L’Assemblée Nationale de Vientiane (2004) est un exemple encore plus monumental d’architecture de ce type. Son imposante structure se décompose en deux faces aux styles différents : d’un côté, une façade blanche couverte d’un toit de forme traditionnelle, mais dont l’auvent est bordé de colonne massive rappelant le style néo-classique européen. Sa façade Est a des airs beaucoup plus modernistes. Biseautée et étagée sur ses extrémités, elle prend de curieuses allures de bateaux, tandis que sur sa partie centrale, en guise de frontispice, se dressent trois formes pyramidales à la pointe dorée, glissée l’une derrière l’autre et elles aussi échelonnées de la plus petite à la plus grande. Tout proche du Pha That Lang, ce bâtiment vaut assurément le détour. L’Assemblée comme l’Aéroport sont l’œuvre de l’architecte Dr Hongkad Souvannavong, aussi connu au Laos pour ses talents de musicien.

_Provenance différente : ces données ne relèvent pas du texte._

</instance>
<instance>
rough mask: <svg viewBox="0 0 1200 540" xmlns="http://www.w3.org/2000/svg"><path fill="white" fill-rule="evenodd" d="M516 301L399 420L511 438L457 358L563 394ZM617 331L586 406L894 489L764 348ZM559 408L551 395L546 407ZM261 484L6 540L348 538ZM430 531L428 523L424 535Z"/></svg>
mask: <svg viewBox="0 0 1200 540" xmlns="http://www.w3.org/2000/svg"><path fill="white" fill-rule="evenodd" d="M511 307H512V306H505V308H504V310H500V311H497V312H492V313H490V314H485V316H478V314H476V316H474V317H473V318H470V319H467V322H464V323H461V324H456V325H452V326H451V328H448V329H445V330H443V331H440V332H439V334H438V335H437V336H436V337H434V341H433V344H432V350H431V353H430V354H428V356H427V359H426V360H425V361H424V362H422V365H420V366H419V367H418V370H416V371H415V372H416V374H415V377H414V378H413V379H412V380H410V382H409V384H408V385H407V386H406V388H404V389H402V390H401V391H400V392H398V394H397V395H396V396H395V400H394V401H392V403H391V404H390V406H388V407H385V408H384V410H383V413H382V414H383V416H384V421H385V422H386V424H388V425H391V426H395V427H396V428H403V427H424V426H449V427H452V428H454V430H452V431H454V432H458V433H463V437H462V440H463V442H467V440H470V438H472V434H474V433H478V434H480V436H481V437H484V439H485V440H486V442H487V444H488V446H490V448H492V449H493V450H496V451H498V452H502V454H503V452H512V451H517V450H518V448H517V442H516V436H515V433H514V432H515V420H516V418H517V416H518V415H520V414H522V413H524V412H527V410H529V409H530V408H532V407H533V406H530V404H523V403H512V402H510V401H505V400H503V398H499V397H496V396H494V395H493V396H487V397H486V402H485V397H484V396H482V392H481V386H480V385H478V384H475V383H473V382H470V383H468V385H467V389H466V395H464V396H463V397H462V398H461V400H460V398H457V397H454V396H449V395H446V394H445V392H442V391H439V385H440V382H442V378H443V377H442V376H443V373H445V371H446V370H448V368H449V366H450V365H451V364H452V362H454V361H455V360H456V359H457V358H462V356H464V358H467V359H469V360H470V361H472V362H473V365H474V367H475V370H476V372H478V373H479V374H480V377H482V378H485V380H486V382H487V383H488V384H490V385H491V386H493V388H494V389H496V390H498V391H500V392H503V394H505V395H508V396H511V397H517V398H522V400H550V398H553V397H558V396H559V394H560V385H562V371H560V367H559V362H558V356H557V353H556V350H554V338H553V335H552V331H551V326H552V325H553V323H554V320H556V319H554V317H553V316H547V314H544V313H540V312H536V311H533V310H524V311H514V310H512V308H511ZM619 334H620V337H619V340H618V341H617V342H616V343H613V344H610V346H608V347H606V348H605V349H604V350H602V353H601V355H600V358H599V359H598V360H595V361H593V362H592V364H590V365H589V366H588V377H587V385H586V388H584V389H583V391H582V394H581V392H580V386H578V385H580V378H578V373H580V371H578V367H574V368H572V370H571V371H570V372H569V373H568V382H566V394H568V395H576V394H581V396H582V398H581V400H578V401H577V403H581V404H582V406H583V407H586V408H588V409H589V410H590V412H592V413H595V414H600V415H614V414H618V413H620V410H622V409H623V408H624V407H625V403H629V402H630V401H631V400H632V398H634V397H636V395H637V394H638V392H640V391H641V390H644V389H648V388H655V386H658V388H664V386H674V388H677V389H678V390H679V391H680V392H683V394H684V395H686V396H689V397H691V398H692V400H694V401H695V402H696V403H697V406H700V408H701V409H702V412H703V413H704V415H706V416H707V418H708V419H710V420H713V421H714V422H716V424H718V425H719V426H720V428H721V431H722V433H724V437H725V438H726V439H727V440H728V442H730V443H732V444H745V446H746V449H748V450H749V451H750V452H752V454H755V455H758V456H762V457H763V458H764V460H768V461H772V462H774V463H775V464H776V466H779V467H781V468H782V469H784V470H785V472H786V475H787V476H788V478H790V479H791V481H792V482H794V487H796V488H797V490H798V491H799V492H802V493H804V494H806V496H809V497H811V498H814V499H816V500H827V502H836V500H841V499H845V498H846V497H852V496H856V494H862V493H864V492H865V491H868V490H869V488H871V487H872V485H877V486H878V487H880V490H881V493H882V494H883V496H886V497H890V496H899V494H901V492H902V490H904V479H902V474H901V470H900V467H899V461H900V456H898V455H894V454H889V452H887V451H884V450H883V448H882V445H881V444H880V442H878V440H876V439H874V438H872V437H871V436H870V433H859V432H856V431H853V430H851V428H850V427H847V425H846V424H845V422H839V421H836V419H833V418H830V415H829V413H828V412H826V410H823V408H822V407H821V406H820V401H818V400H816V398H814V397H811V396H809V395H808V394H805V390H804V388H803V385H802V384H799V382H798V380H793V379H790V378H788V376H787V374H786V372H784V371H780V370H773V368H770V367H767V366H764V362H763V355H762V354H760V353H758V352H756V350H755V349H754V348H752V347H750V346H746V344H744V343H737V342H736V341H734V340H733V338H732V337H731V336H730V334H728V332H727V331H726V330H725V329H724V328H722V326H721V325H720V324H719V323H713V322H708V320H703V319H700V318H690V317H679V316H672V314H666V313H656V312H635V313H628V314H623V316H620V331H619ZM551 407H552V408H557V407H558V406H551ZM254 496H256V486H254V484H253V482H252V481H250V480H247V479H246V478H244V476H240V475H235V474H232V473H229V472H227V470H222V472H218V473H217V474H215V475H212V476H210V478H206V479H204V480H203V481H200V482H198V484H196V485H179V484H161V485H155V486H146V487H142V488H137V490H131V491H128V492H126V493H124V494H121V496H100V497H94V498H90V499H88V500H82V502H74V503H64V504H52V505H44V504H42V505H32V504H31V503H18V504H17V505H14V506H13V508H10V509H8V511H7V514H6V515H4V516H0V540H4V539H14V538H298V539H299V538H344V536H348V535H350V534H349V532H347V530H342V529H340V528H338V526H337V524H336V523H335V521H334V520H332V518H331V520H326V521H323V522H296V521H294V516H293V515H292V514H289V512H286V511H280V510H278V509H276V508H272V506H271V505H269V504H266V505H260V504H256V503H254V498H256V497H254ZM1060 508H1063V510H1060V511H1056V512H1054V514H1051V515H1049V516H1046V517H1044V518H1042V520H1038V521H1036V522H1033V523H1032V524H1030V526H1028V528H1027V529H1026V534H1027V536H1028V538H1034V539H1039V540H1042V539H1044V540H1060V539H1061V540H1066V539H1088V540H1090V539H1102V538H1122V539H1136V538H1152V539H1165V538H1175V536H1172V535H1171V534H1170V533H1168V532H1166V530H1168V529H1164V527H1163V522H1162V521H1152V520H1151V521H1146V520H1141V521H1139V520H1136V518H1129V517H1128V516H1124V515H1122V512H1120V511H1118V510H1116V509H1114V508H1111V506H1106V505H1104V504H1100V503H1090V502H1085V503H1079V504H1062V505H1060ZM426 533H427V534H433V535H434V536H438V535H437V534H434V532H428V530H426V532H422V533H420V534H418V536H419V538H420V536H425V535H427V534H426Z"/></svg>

On peut ajouter aux œuvres de style néo-traditionnel le splendide Hall Culturel National, lui aussi situé à Vientiane. Inauguré en 2000, le bâtiment a été en grande partie financé par la République populaire de Chine, comme plusieurs bâtiments du pays. Sur quatre niveaux, sa façade est pourvue d’impressionnantes colonnes ornées et dorées, et sa porte d’entrée décorée de bois sculpté. Il se démarque ainsi fortement des autres bâtiments à proximité.